Species Identification of Cutaneous Leishmaniasis in Quchan, Northeast of Iran

authors:

avatar Elham Moghaddas 1 , avatar Abdolmajid Fata 1 , avatar Ameneh Gholampour 1 , avatar Lida Jarahi 2 , avatar Saman Soleimanpour 3 , avatar Seyed Aliakbar Shamsian ORCID 1 , *

Department of Parasitology, Faculty of Medicine, University of Medical Sciences, Mashhad, Iran
Department of Community Medicine, Faculty of Medicine, Mashhad University of Medical Sciences, Mashhad, Iran
Department of Microbiology and Virology, School of Medicine, Mashhad University of Medical Sciences, Mashhad, Iran

how to cite: Moghaddas E, Fata A, Gholampour A, Jarahi L, Soleimanpour S, et al. Species Identification of Cutaneous Leishmaniasis in Quchan, Northeast of Iran. J Kermanshah Univ Med Sci. 2019;23(3):e90874. https://doi.org/10.5812/jkums.90874.

Abstract

Background:

Khorasan Province is an endemic region for cutaneous leishmaniasis. The species identification of Leishmania protozoa is useful for the control and prevention of leishmaniasis.

Objectives:

The present study is the first to identify Leishmania species by evaluating their risk factors in Quchan, Northern Khorasan, Northeast of Iran.

Methods:

A questionnaire and slide smears were collected from 103 individuals suspected of having leishmaniasis. Optimized PCR was performed using specific kDNA primers on all the slides. The data obtained were analyzed in SPSS-20 software.

Results:

Among the 103 subjects with skin ulcers suspected of having CL, 77 (74.8%) showed positive results in their direct microscopic smear. Specific Leishmania PCR bands, however, were observed in 86 (83.4%), including 57 subjects with L. tropica and 29 with L. major. The most frequent age range involved was 20 - 30 years and the most common site of the lesions was the hands. From the 57 cases of L. tropica, 43.9% and 56.1% lived in urban and rural districts, respectively. The sensitivity of microscopy for the diagnosis of Leishmania spp. was calculated as 89.5% in this study.

Conclusions:

L. tropica is the dominant causative species for cutaneous leishmaniasis in Quchan. This study identified a new rural focus for cutaneous leishmaniasis caused by L. tropica in Quchan suburbs.

1. Background

Cutaneous Leishmaniasis (CL) is among the neglected endemic diseases of America, Africa, India, southwest Asia and the Mediterranean (1). Nowadays, 12 million people in the world suffer from this disease. The annual incidence of leishmaniasis in the world is estimated at 1 to 1.5 million. Iran is one of the ten countries in which cutaneous leishmaniasis has constantly been reported to have a high prevalence (2). About 20,000 cases of leishmaniasis are reported annually in this country, but the actual prevalence of the disease appears to be four to five times higher. The prevalence of infection has been reported as 1.8% to 37.9% in different provinces of Iran (3). Cutaneous leishmaniasis has two forms, including Anthroponotic Cutaneous Leishmaniasis (ACL), which is caused by Leishmania tropica (L. tropica), and Zoonotic Cutaneous Leishmaniasis (ZCL), which is caused by Leishmania major (L. major). L. tropica is transmitted to human beings by the bite of infected female Phlebotomus sergenti. Phlebotomus papatasi, the most prevalent species of the Phlebotomus genus, is the only known vector of L. major (4). The identification and characterization of different species of leishmaniasis is one of the main factors involved in the prevention and control of this disease.
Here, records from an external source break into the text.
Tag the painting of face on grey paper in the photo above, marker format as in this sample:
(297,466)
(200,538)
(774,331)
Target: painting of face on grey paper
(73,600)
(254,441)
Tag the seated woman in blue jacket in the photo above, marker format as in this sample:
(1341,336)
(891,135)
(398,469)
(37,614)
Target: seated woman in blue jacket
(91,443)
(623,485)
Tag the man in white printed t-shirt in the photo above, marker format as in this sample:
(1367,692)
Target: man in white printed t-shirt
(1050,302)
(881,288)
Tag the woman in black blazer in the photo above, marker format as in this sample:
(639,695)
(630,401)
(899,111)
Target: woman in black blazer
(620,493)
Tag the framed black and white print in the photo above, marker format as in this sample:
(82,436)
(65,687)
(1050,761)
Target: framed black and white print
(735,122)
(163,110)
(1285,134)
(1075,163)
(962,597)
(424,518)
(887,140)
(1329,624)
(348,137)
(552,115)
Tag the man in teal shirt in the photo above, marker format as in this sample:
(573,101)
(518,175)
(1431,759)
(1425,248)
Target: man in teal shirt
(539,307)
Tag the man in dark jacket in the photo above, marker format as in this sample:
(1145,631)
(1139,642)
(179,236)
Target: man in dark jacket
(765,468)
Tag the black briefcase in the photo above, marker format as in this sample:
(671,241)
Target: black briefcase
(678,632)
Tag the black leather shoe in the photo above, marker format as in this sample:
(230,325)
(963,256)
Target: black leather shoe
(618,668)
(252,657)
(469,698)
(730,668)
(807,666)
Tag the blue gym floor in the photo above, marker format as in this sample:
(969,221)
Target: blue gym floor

Determining the dominant strain in each region has applications in the pharmaceutical industry, vaccination and the production of antigens for disease diagnosis (5).

2. Objectives

The present study is the first conducted to determine the epidemiological aspects of CL in Quchan, northeastern Iran, and has been carried out in 2017.

3. Methods

3.1. Study Area

This cross-sectional study was carried out in Quchan (37.1293º N, 58.4744º E) with a population of 96,953, consisting of 25,066 families (Figure 1).

Quchan, where the present study was carried out, marked in pink. All cities along the border with Quchan are shown on the map. * L. tropica is the dominant species, #L. major is the dominant species, ΔL. infantum is the dominant species
Quchan, where the present study was carried out, marked in pink. All cities along the border with Quchan are shown on the map. * L. tropica is the dominant species, #L. major is the dominant species, ΔL. infantum is the dominant species

3.2. Patients

This study was conducted in collaboration between Mashhad University of Medical Sciences and the health centers of Quchan in 2017. One-hundred three individuals who had at least one skin ulcer and presented to medical centers were included in this study. Scraping was performed for the direct examination of the edge of each skin lesion using a sterile scalpel after obtaining informed consent and completing a questionnaire.

3.3. PCR

After preparing direct Giemsa stained smears, all the slides were scrapped for DNA extraction (GeNet Bio, Korea). Polymerase chain reaction was performed with specific primers of kDNA pattern as F: 5’-TCGCAGAACGCCCCTACC-3’ and R: 5’-AGGGGTTGGTGTAAAATAGG-3’ (Tuba-Negin, Iran), which produced a 615-bp fragment for L. major and 744-bp fragment for L. tropica (6). PCR was performed as initial denaturation for 5 min at 95ºC, followed by 38 cycles of 94ºC for 30 s, 60ºC for 45 s and 72ºC for 60 s, ending with a final extension at 72ºC for 7 min. In each round of PCR, two standard L. major samples (strain: MRHO/IR/75/ER) and L. tropica (strain: MHOM/01/IR/YAZA) were used as a positive control and distilled water as the negative control. Data were analyzed in SPSS-20 (SPSS Inc., Chicago, IL, USA) using the chi-square test.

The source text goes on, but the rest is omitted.